An old man and woman take their seats next to me, and I’m telling you, these two people are Pat and Pat. Pat and Pat are my old neighbors who lived on the end of my childhood cul-de-sac. Here they are and they haven’t aged a bit. They’re probably dead now. Pat and Pat go to Hawaii every year they tell me, nodding and smiling. They have travelled to the island for decades. I look stunned; I am stunned. I keep asking Pat questions about Hawaii to keep her talking so that I can keep staring. Surely, I participated in the conversation somehow, but I have no idea what I said.
When we land in Las Vegas, I feel possessed into silence. I’m doing double takes every two steps. I realize I am about to spend an hours-long layover in a remarkably bustling place full of the world’s most intriguing characters, who will all look convincingly like someone I know. Have you ever recognized the faces of a thousand strangers? It is exhausting work, let me tell you. I am hiding poorly behind my furrowed brow and have to coach myself into staring at the floor. My second cousins could very well be at the slot machines. Of all places to spend a layover. I don’t look up.

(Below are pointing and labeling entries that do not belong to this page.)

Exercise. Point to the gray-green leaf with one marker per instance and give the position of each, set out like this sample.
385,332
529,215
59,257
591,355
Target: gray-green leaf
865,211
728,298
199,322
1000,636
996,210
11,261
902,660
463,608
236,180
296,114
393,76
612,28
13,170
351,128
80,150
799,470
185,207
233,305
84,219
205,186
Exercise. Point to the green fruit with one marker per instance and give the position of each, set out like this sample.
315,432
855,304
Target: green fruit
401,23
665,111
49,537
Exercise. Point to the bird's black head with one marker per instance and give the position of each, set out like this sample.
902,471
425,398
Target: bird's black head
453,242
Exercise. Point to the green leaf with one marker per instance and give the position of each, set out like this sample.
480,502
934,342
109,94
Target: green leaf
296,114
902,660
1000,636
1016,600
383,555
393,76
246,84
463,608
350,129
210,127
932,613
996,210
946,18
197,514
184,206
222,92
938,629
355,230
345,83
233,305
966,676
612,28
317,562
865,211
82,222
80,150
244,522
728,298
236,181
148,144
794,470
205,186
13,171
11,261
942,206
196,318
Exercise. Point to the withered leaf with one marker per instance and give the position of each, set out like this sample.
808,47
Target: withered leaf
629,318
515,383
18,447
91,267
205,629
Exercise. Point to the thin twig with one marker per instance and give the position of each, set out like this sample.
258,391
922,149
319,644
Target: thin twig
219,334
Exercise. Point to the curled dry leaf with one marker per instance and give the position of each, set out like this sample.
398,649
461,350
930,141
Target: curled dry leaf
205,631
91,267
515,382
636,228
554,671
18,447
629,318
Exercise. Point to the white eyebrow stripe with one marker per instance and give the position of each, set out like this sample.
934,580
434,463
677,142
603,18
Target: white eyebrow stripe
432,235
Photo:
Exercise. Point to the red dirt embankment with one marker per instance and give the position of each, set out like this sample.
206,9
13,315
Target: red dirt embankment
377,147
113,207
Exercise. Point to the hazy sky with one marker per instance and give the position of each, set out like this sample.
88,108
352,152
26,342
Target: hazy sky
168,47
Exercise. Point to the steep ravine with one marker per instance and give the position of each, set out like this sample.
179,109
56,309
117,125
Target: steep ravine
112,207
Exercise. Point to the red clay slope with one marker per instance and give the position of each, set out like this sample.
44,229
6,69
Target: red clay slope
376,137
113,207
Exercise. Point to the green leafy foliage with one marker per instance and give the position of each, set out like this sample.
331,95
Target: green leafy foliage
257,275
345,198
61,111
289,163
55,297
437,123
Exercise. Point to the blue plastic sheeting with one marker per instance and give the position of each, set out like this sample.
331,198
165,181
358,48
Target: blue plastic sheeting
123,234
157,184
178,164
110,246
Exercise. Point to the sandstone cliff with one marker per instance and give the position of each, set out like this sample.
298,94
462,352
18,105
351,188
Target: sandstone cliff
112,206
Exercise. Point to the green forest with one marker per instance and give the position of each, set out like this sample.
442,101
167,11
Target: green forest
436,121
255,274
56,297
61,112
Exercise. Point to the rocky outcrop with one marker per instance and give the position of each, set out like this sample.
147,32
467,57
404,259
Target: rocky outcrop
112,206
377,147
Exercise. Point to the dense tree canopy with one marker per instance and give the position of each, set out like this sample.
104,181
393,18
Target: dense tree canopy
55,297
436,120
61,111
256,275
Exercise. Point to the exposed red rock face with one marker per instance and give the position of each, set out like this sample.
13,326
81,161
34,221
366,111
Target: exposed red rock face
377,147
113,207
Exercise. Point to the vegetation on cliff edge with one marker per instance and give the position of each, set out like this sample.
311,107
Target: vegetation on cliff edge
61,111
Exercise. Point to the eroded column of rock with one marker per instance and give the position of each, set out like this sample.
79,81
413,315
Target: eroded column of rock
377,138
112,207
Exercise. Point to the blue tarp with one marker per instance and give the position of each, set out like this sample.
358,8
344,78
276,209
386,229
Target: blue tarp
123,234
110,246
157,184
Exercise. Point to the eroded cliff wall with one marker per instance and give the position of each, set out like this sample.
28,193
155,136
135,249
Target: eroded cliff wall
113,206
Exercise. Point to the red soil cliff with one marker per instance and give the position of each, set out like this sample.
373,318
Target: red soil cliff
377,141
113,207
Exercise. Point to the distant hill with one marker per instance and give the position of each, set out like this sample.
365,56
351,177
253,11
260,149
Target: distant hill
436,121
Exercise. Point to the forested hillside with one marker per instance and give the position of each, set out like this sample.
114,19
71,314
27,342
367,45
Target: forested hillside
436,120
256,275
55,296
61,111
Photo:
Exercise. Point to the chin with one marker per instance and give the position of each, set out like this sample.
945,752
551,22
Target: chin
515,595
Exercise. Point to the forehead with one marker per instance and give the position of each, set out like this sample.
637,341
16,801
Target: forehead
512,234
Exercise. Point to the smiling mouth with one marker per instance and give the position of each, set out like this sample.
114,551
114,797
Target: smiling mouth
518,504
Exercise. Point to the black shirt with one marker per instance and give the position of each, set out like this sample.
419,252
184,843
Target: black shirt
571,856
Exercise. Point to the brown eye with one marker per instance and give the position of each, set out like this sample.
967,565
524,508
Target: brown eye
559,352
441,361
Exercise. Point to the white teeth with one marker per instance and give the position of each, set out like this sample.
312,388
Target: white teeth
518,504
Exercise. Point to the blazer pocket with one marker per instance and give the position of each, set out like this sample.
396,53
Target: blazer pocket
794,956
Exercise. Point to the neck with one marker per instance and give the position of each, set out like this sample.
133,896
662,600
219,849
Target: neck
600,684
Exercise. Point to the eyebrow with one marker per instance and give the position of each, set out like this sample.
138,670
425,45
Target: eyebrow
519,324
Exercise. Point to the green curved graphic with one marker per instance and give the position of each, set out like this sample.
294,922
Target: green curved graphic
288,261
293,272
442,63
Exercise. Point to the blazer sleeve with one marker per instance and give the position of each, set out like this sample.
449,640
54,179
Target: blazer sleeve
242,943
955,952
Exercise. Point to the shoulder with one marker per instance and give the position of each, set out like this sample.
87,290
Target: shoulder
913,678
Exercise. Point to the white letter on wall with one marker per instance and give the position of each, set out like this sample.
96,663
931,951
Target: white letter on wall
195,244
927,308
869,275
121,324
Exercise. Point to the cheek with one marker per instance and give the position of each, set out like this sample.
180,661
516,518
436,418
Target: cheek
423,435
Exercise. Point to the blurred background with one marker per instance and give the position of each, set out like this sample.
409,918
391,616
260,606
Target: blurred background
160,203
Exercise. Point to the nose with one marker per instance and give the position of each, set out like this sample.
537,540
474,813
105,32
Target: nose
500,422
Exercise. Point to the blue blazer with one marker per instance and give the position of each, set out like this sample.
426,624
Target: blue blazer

Have you ever heard of the term “hyper-association”? I had not. At least, I hadn’t heard it since I earned my Psychology degree--I have forgotten everything I learned before I had a smartphone. But this is how my bizarre experience was described back to me by an older woman who probably spends much of her free time at her therapist’s office. Our brains can afflict hyper-association upon us, or, connect memories and concepts to places they do not belong. Your neighbor can rise from the dead in the form of a bartender; a stranger’s glance is your ex-girlfriend’s siren call. A state of dissociation may strike at any moment, and I wonder if we know it when we see it.
Since I know you’re reading this on the internet, I have to ask, did you just look up “hyper-association”? To be honest, I did, too. Anytime I hear or read something unfamiliar, my hands move to define these things in another window. These are what I call “the gaps”. Do you get “the gaps,” too? Sometimes it feels like my brain is inventing these gaps to be filled, because the more information I seek, the more things I find unfamiliar. This is what my mind wants more than any kind of answer: more gaps. Like I am always looking up to see a stranger’s face.
When I use the internet, I am standing in line as if I am waiting to get to the information I need. But I’m kind of there, I’m kind of not; I don’t even know why the line exists and what it is I’m hoping to pick up at the end of it. I suppose I am aiming to be somewhere better soon, but for reasons I feel I cannot control, I am always waiting in line. And for reasons that are controlled by someone else, I think of many, many things, as many as the line is long, and urgently look to fill the gaps in between.
Any thoughts on this? Perhaps you’d rather I told you about the whales.
How’s your mom?
See you soon!
Nifty bit of writing. Well done. I enjoyed it.